For updates on controlled burn locations or trail and road closure information, go to our Trail Information page or homepage. Controlled burn season has now ended in Ashland and the surrounding watershed. Visit Ashland FireWise to learn more about how to prepare for wildfires.
After the thinning of small trees and brush as part of the AFR projects to reduce fire danger and improve forest health, work crews went through and piled limbs and debris left on the forest floor. Once the dry season is over and wet conditions resume, forestry crews will burn existing brush piles under controlled conditions.

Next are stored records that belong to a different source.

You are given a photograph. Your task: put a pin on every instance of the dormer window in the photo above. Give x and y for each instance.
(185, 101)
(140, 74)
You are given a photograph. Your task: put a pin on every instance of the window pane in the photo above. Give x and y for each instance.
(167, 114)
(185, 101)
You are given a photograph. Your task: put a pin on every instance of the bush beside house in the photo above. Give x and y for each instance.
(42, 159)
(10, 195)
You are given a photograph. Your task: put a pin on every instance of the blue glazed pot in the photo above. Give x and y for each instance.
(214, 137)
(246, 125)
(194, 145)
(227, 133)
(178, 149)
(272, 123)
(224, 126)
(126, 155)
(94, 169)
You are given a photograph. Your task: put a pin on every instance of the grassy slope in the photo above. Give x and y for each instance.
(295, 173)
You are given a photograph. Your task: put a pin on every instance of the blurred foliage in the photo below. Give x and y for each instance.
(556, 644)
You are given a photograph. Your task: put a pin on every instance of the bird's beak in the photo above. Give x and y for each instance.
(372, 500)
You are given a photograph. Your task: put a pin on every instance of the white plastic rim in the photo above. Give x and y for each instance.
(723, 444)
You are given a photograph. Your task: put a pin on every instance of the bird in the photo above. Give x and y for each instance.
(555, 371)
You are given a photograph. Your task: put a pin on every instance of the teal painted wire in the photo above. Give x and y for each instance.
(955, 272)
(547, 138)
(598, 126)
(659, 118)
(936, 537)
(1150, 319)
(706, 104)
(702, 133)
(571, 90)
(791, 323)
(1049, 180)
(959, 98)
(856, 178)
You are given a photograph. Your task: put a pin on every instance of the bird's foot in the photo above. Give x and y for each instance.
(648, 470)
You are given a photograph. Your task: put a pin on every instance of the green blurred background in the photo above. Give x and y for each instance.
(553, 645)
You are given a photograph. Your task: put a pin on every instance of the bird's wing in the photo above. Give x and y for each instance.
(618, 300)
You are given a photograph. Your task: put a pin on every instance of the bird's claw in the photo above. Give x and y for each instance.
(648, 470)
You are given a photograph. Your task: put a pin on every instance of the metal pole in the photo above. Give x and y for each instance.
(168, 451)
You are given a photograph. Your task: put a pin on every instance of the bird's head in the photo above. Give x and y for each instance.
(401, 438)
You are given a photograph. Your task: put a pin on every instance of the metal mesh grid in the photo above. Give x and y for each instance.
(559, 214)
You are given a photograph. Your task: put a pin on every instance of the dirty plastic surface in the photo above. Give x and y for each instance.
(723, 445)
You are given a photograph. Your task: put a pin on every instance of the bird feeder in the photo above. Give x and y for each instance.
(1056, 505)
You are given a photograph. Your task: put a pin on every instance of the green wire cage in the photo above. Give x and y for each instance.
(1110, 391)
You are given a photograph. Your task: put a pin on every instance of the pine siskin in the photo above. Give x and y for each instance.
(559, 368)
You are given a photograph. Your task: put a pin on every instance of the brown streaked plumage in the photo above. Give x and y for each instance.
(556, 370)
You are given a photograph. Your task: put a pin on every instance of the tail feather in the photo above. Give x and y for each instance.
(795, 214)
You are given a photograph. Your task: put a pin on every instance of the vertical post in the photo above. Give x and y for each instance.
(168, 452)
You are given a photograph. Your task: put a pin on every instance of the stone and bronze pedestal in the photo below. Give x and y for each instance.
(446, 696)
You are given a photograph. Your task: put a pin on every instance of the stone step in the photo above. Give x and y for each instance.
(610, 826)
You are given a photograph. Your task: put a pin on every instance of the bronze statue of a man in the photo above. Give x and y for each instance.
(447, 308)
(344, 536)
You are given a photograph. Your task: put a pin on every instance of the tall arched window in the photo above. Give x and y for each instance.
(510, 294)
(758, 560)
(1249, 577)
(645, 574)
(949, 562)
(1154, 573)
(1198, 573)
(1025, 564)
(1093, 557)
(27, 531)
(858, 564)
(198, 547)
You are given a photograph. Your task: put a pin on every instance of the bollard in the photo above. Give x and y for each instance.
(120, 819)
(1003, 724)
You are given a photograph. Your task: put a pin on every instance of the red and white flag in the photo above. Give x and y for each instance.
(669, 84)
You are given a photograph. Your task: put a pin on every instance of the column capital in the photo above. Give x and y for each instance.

The goal of controlled burns is to consume fuels during cold and wet conditions that might burn out of control in a summer wildfire, threatening the community and our water supply. Fire will be used safely and effectively to accomplish the removal of these and other brush piles and increase safety of the City and its water supply. Though smoke will be visible from town, responsible smoke management is a top priority. Notifications about controlled burns can be recieved by doing the following actions:
As the most environmentally sensitive way to thin our watershed forests, helicopter thinning of trees has virtually no impact on the forest and is mainly utilized in areas of steep slopes to minimize erosion. Timberline Helicopters began work in December 2015 and will continue through spring of 2017.
Columbia Helicopters finished the first phase of helicopter thinning was completed during the fall and winter of 2012-2013. Columbia Helicopters successfully thinned 355 acres on the west side of the watershed in the Skyline Mine Ridge/Forest Service 400 Road area. An additional 255 acres were thinned during this phase totaling 610 acres where selected trees were removed to improve forest health and reduce the risk of a damaging wildfire in the Ashland watershed.
Watch a clip of the helicopter operations at work on our Videos and Images page.
The Lomakatsi Restoration Project managers oversee daily operations of the project, working closely with contractors to achieve the project’s objectives of reducing wildfire hazard and restoring forest health, amongst others. In an effort to protect effective ground cover and minimize treatment impacts to the soil, crews operated machinery on previously cut limbs and tops wherever possible. Tree removal routes were concentrated to existing roads and skid trails, preventing the construction of new roads and leaving the majority of the forest soils free from disturbance.
To learn more about the equipment used, measures taken to minimize impacts to the forest, and how this work will improve forest health overall, read the Summer 2012 Commercial Thinning Update.
Road and Trail Rehabilitation
Rehabilitation of roads and trails after tree thinning was a high priority for the AFR Project. Workers completed road maintenance and cleanup of landing sites. Additional parking was installed at the Eastview trailhead, and interpretive information will be installed soon. Working with local recreation groups, the AFR partnership also took this opportunity to enhance the trail-use experience in the White Rabbit area. Lomakatsi coordinated subcontractors and tribal crews to perform post-thinning trail cleanup and installation of two separate trail systems, re-routed from the original White Rabbit trail that went right through the landing site; one for pedestrians and equestrians, and another for bikers. Both trails now skirt around the helicopter landing site, providing a safer recreation experience for all trail users and directing traffic away from the actual landing site to enable re-growth of native grasses and trees.